“L’enfer c’est les autres”, est une réplique tirée de la
pièce “Huis Clos” écrite par Jean-Paul Sartre. Tout d’abord qu’est-ce que
l’enfer ? L’enfer est, dans la religion chrétienne, ce lieu dans lequel se
trouvent les damnés. En écrivant “l'enfer c'est les autres”, Sartre affirme
donc que la vie avec les autres est un véritable supplice.
Mais est-ce vraiment le cas? Pensez-y! La personne à votre
droite ou à votre gauche, vous est elle insupportable? Vos amis, vos parents…
font partie des “autres” mais pourtant, ils nous donnent le sourire. Alors dans
ce cas, pourquoi dire que “l'enfer c'est les autres” ?
Depuis que nous sommes nés, la présence des autres est
inévitable. En effet, que ce soit nos parents, nos amis, nos ennemis… Nous
sommes entourés de personnes. Nous sommes l’objet de leur regard et
inévitablement jugés.
Pendant les 16 ans de ma vie je n’ai pas arrêté de bouger.
J’ai eu la possibilité de découvrir non seulement de nouveaux pays, mais aussi
la manière dont les gens vous regardent. J’ai constaté qu’en fonction du pays,
les gens ne vous regardent jamais de la même manière.
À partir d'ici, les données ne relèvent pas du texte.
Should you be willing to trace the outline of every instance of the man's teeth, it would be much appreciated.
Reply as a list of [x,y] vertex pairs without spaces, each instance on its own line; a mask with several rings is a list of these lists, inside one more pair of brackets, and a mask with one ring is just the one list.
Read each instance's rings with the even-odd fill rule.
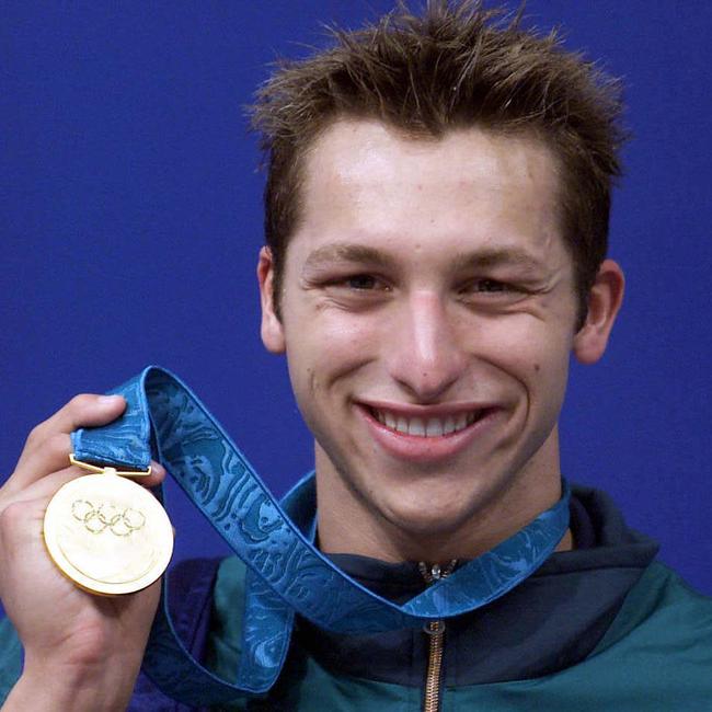
[[458,413],[446,417],[405,417],[395,415],[389,411],[372,410],[374,415],[379,423],[386,427],[405,435],[415,435],[416,437],[438,437],[449,435],[464,429],[472,425],[478,417],[476,411],[470,413]]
J’ai changé de pays tous les 5 ans et j’ai du à chaque fois
me retrouver devant de nouveaux “autres”. Après 5 ans en Angleterre, je savais
parfaitement comment être une adorable petite fille bien élevée à l’école: mon
uniforme était impeccable, mes cheveux bien attachés, j’avais toujours le
sourire et la mine enjouée, calme et disciplinée je savais parfaitement comment
plaire à mes camarades et à ma maîtresse. J’étais ce que la société anglaise
aime, et ce qu’on attendait d’une petite fille française bien intégrée aux
codes anglais. En prenant du recul, je me rend compte que je ne faisais que
faire et reproduire ce qui plaisait aux autres que ce soit à l’école et autour
de moi. Dès tout petits, nous sommes sous l’influence du regard des autres. On
veut s'adapter aux autres, et leur plaire pour ne jamais être mis de côté.
L’étape suivante était la Russie. Là mes parents ont décidé
de me mettre dans une école russe. Mais vous savez quoi? En arrivant, j’ai très
vite compris qu’on n’allait pas m’aimer de la même manière. Je ressemblais plus
à une anglaise qu'à une française. Il ne suffisait pas de sourire à la
maîtresse pour lui plaire. Il fallait lui obéir au doigt et à l’oeil. Et j’ai
alors dû me mettre aux nattes, à un horrible nouvel uniforme, à une autre
langue, une autre manière de parler, d’écrire, de jouer… heureusement quand on
est petit, on aime les nouveaux jeux, et c'est ce qui m'a permis de commencer à
m'intégrer. Mais chaque matin, j’avais la boule au ventre sur la route, à
l’idée qu’on allait peut être encore me faire ressentir ma différence. J’avais
le sentiment d’être une intrus et de ne pas avoir ma place.
La personne qui m’a le plus aidé durant cette période,
c’était la maîtresse russe. Elle m’a permis de comprendre les codes russes et à
progressivement être ce que les petits russes et leurs parents aiment et
attendaient de moi. Au bout de 5 ans, j’étais devenue presque la petite russe
modèle; invitée à la datcha pour manger des chachliks.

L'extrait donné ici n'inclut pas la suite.